If the country follows California’s lead and begins adopting European-style pricing controls, we will look more like Europe—and Europe is not the leading producer of new therapies. The U.S. leads the world in producing new medicines, because the drug companies here are incentivized to do research and development through strong intellectual-property laws and a system of comparatively free-market pricing. Policymakers and the public are fixated on controlling prices and are ignoring the fact that price controls come at a cost. The public will lose the value created by drugs that never reach the market. If I were a drug executive, I’d be working overtime to change the storyline to make that clear. Look at it from an economic and societal perspective. European-level price controls will mean fewer new drugs and fewer cures, which lowers longevity. I don’t think your average American considers that perhaps foreign countries should be contributing more if they want to enjoy American innovation. For now, Americans are bearing the weight of that expense alone.
Which of the other recent legislation passed in California regarding healthcare do you think could have an impact on pharma? Is there anything in particular those in the industry should be keeping a close eye on besides SB 17?

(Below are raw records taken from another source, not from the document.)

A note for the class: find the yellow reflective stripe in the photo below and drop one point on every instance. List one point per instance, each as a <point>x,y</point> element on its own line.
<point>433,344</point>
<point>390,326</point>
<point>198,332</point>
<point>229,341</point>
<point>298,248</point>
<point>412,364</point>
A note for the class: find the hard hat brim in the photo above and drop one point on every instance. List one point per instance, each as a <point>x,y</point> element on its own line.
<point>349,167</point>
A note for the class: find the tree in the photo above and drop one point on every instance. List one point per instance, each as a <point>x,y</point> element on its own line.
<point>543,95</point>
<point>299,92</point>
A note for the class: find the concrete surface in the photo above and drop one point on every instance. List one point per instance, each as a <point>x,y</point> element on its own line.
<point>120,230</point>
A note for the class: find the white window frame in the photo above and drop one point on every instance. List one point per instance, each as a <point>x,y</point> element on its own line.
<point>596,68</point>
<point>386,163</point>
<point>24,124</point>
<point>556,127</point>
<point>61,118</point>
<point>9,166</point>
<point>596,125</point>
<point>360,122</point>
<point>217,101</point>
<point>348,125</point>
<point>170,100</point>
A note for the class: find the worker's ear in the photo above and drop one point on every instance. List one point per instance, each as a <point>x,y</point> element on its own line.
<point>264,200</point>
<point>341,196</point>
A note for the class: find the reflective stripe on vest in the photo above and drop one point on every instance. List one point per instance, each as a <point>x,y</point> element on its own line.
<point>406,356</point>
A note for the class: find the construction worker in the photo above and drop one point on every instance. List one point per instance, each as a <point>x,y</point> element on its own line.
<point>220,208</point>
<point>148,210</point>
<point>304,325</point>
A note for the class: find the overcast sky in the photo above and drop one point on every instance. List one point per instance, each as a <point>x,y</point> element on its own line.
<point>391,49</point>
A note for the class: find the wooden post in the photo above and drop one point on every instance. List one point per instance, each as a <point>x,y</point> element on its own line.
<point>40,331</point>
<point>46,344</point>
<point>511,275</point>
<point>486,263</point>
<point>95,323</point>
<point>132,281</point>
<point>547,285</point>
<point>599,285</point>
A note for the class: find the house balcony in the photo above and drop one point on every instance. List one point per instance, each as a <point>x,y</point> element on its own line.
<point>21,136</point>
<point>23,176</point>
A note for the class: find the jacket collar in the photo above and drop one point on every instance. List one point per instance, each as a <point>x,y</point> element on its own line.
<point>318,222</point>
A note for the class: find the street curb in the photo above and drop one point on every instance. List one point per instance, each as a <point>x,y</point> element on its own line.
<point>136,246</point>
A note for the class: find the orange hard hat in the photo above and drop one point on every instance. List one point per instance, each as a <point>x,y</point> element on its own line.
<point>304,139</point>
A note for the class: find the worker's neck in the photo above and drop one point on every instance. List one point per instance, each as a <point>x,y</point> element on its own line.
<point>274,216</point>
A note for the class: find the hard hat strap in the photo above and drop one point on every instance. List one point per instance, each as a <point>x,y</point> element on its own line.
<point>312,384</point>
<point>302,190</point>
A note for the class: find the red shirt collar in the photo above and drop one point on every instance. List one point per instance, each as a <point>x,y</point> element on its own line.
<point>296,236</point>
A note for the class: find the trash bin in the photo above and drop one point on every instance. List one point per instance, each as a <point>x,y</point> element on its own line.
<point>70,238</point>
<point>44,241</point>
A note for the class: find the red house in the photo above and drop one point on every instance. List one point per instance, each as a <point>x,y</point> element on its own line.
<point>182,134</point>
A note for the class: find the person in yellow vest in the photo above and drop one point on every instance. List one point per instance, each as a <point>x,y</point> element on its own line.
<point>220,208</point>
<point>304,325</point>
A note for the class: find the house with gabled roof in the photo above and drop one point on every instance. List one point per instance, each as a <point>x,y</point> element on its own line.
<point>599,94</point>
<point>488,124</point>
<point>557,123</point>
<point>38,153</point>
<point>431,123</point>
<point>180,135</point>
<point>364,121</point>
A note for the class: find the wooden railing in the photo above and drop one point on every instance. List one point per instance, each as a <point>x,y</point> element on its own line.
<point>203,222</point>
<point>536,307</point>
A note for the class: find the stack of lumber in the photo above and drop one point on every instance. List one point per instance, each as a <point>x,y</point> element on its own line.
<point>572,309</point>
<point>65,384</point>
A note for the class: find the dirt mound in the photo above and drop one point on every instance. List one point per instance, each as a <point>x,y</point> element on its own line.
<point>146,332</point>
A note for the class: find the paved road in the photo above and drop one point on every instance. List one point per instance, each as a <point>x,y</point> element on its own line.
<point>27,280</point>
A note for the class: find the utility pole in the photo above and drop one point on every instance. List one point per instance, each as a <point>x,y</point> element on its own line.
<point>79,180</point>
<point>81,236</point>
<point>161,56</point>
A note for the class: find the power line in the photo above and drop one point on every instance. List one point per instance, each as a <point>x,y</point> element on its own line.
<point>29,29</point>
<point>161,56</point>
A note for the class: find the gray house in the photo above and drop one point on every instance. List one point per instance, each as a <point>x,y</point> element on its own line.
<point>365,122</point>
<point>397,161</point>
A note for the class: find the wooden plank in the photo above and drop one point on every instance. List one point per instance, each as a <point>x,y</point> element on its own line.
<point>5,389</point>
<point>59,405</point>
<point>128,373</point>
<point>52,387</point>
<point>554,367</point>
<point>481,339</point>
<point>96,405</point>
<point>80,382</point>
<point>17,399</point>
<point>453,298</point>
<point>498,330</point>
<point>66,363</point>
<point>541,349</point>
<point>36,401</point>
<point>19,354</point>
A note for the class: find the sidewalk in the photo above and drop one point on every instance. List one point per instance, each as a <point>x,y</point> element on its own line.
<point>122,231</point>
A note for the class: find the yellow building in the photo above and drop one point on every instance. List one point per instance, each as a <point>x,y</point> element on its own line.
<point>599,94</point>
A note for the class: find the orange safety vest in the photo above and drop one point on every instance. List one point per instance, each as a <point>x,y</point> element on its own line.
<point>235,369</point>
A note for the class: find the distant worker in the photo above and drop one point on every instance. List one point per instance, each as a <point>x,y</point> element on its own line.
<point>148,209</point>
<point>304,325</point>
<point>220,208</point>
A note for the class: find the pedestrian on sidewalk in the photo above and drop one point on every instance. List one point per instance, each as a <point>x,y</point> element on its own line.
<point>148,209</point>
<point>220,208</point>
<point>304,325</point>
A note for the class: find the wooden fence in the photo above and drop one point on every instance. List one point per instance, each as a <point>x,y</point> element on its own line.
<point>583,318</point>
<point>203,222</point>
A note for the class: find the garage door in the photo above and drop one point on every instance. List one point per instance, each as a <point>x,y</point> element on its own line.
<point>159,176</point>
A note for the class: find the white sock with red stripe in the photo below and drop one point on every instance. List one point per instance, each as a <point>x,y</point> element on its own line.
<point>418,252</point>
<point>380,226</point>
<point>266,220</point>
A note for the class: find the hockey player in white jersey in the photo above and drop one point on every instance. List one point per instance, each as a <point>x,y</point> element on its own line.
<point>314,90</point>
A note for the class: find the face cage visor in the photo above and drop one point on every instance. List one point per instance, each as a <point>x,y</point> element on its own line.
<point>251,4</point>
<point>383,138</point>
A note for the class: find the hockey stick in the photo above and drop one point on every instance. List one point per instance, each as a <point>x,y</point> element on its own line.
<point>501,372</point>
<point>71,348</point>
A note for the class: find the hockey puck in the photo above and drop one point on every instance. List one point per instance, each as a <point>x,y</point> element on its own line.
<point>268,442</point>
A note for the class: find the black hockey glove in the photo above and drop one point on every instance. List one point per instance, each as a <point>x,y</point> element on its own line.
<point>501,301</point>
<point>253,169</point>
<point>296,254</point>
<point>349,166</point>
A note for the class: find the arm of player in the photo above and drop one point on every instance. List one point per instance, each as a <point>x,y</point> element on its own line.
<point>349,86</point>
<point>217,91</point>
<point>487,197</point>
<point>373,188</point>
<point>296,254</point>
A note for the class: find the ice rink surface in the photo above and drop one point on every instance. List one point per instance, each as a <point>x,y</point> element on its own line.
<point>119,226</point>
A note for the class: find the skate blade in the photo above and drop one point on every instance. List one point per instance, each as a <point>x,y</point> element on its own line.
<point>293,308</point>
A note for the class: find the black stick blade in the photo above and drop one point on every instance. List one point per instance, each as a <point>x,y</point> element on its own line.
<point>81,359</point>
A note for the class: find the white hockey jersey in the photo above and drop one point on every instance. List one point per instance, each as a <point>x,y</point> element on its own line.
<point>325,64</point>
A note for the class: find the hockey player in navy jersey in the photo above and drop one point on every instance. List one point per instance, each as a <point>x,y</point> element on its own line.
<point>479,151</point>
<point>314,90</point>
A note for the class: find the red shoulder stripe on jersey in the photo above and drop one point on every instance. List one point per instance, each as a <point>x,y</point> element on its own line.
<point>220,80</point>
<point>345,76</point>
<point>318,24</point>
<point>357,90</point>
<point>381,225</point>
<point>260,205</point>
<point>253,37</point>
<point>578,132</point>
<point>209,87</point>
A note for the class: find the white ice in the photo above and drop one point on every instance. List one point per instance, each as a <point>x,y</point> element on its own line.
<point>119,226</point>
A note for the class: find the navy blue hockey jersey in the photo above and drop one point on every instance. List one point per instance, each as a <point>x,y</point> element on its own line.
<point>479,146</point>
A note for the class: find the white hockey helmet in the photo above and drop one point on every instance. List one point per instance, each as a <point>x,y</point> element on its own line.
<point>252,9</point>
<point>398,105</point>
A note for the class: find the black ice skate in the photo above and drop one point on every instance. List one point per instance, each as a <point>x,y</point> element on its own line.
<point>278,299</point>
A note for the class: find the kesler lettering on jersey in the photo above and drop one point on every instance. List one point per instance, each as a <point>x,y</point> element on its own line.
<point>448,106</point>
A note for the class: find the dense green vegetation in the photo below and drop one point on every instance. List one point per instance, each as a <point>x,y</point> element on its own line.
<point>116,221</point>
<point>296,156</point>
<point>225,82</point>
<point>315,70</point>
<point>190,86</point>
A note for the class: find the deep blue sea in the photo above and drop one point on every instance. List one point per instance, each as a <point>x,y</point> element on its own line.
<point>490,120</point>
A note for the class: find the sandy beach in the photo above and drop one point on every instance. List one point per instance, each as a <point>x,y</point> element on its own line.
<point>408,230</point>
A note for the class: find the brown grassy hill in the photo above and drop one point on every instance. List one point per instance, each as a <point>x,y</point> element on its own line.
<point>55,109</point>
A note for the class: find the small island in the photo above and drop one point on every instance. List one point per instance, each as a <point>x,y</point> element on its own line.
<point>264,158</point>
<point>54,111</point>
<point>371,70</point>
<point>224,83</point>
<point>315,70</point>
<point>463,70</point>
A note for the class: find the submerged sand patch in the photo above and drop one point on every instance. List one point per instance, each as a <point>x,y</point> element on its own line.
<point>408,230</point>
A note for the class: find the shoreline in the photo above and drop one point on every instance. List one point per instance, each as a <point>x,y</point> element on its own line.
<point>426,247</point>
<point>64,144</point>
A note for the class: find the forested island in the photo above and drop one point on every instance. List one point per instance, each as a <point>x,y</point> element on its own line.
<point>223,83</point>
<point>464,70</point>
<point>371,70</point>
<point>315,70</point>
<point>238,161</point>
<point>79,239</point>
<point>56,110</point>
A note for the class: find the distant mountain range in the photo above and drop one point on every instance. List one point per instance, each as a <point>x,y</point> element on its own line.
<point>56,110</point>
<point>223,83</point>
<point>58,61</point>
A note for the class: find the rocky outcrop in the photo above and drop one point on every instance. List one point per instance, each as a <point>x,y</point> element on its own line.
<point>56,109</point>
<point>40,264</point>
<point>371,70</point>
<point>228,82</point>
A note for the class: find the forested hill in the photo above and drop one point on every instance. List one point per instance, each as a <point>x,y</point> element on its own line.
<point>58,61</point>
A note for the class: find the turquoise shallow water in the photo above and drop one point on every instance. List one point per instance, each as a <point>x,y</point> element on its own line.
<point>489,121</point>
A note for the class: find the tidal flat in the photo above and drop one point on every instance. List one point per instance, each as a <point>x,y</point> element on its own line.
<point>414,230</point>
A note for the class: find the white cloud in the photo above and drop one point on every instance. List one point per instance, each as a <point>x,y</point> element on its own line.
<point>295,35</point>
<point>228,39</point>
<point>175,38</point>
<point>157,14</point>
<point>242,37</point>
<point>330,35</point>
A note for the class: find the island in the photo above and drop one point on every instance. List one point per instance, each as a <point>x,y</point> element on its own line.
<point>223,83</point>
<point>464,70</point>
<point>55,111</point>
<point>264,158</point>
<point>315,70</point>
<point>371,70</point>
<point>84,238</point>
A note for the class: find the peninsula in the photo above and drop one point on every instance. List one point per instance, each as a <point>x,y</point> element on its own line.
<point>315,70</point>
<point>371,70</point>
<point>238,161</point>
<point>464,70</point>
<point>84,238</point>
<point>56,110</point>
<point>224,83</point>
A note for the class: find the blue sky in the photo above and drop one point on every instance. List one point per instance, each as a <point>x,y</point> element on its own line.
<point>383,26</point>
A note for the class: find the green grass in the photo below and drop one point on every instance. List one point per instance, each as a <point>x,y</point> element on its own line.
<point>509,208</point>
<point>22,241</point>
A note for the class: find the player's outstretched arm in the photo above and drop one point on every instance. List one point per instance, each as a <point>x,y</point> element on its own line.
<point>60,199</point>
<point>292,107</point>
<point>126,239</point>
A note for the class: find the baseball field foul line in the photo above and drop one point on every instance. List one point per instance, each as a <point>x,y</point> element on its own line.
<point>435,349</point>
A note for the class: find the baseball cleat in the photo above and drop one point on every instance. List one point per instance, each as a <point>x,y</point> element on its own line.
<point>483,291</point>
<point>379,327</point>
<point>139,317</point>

There is so much activity right now among states trying to control prescription drug costs it’s hard to keep up. I’d say the most important thing to know is that the states that have passed legislation shining a spotlight on drug price increases are on track toward even more regulation. The transparency laws are the first step down the road toward European pricing controls, so in the parts of the country that are already requiring transparency, expect more to come.
As for California, the drug coupon ban is another significant new law. It prohibits discounts, repayment, product voucher, and other out-of-pocket reductions as of Jan. 1, 2018. See AB 265, enacted in 2017. The ban on drug coupons does what copay accumulator programs do, which is not good for pharma. Several other states considered similar bills during the last session (NJ, Rhode Island, Vermont, and Michigan). Copay accumulator programs are a new challenge for pharma, and I urge anyone unfamiliar with copay accumulators to read up on them.